There are many potential solutions to help avoid these harmful health consequences, though they often require large investments of material resources or government‐level interventions to execute: national supplementation or fortification programs, biofortification of crops, and initiatives to increase dietary diversity and promotion of nutrient‐rich food groups. However, in the case of fortification, the per‐person cost may end up being quite small. A simple illustration of the potential incremental cost of rice fortification: if we assume that fortifying rice with folic acid generally costs $10–30 per ton (FFI, 2018b) and that folic acid fortification rate would continue at the global average of 1.5 mg/kg (FFI, 2018a), making up for the loss in folate consumption induced by higher CO2 levels of between 0 and 11 mcg per person per day would cost at most $0.03 USD per year. However, this price only represents the incremental cost of increasing existing fortification programs to offset eCO2‐related losses. All countries except nine (Bangladesh, Costa Rica, India, Nicaragua, Panama, Papua New Guinea, Philippines, USA, and Venezuela; FFI, 2018a) do not fortify rice, and starting a new national fortification program is accompanied with significant start‐up investment costs in fortification technology, planning, and outreach. However, these costs remain poorly understood and quantified, so fully encapsulating the costs as part of this hypothetical example is not yet possible.

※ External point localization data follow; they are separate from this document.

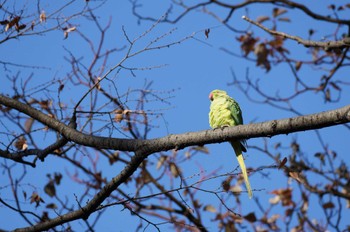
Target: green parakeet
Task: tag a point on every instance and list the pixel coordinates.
(224, 111)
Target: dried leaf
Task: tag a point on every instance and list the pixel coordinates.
(4, 22)
(247, 43)
(35, 198)
(328, 97)
(274, 200)
(284, 19)
(161, 161)
(44, 217)
(20, 27)
(50, 189)
(12, 23)
(57, 177)
(335, 86)
(28, 125)
(332, 7)
(296, 176)
(210, 208)
(278, 11)
(42, 17)
(298, 65)
(262, 19)
(284, 195)
(51, 206)
(60, 88)
(202, 149)
(113, 158)
(118, 115)
(67, 31)
(277, 145)
(283, 162)
(174, 170)
(250, 217)
(21, 143)
(261, 53)
(206, 32)
(226, 185)
(328, 205)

Another more direct tactic to address the issue here would be to act concertedly to curb CO2 emissions growth. However, in addition to these large‐scale solutions, the most recent paper by Zhu et al. (2018) highlights a unique opportunity of rice to solve this problem. Rice cultivars exhibit a remarkable diversity of nutritional content under elevated CO2, with some strains showing little or no nutritional response to this effect. This unlocks a potential path toward selective breeding among these resistant cultivars to incorporate this trait as a priority in future breeding programs.

Conclusions

Here, we demonstrate that the loss of nutrients from one important food, rice, under elevated CO2 may have large implications for global health. Hundreds of millions of people who rely upon rice for nutrition may become newly at risk for deficiency in B vitamins as a result of rising CO2, causing potentially severe health consequences predominantly for many living in developing countries in Africa and Asia. These results offer a small slice of the broad implications for the impact of higher CO2 on nutrition and health. Taken together, CO2‐induced nutritional declines could produce a major headwind on progress toward alleviating malnutrition and deserves attention and concerted action.

Conflict of Interest

The authors declare no conflicts of interest relevant to this study.